The method of derangements, as we have noted, can be used for objective data: equations and plots in Antonelli’s exam question (Antonelli, 2019) for example. However, the real strength of the method for psychology is that data unique to individuals can be demonstrated to be validly identifiable by a judge. While this validates the data it is the complete opposite of a general rule. The method only validates the mapping for the judge or judges who did the mapping and for the n > 4 descriptors being mapped; there is no given generalisability just as there is none in any single observer qualitative data report.

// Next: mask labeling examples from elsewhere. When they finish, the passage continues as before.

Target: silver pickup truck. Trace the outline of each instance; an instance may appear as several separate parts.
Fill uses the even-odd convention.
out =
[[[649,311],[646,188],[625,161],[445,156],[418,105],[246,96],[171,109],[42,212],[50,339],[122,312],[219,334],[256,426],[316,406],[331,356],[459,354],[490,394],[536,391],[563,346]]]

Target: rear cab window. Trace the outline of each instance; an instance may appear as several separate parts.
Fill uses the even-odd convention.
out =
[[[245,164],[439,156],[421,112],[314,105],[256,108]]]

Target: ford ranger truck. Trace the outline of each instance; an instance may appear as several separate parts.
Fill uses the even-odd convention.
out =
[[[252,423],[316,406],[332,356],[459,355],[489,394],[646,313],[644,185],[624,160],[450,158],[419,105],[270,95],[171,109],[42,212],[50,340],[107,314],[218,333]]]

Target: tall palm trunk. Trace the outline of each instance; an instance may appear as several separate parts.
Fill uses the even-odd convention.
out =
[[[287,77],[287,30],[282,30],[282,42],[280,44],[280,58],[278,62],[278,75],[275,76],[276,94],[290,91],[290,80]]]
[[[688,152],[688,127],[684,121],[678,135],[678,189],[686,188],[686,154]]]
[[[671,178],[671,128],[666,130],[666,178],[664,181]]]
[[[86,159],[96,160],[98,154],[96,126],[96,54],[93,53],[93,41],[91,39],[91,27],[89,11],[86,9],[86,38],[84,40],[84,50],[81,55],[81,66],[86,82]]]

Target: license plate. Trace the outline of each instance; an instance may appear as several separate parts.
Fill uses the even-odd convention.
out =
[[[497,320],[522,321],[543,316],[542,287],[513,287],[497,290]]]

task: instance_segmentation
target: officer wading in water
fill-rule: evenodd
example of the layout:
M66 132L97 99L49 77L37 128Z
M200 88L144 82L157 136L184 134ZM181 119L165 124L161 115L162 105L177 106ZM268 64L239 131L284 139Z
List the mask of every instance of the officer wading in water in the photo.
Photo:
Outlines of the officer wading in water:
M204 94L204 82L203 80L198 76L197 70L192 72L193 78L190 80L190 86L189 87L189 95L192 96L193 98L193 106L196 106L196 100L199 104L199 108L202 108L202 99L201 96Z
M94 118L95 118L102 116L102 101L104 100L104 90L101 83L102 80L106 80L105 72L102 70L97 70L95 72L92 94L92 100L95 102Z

Examples of how the method can be used in general perceptual and cognitive psychology include virtually any matching of idiographic descriptors to other data. As well as the examples given above, applications might include exploring mapping non-content vocal cues to affective state: can judges match brief descriptors—“happy,” “sad,” “angry,” “confused,” “excited,” “anxious” to heavily tonally filtered clips of talk by people in those states where the filtering removes content cues but not rhythm and some other vocal cues? Can something similar be done looking at videos of people’s body language in those states but without the face being visible? In therapy research could categories of interaction and interaction ruptures map to similarly restricted data from recordings of therapy sessions? A particular area of application could be to examine the validity of the sometimes alienating terminology of some psychotherapy formulations: “Paranoid-Schizoid,” “reaction formation” even “inauthentic.” Can judges given a minimal introduction to these concepts map formulations to segments of therapy session recordings?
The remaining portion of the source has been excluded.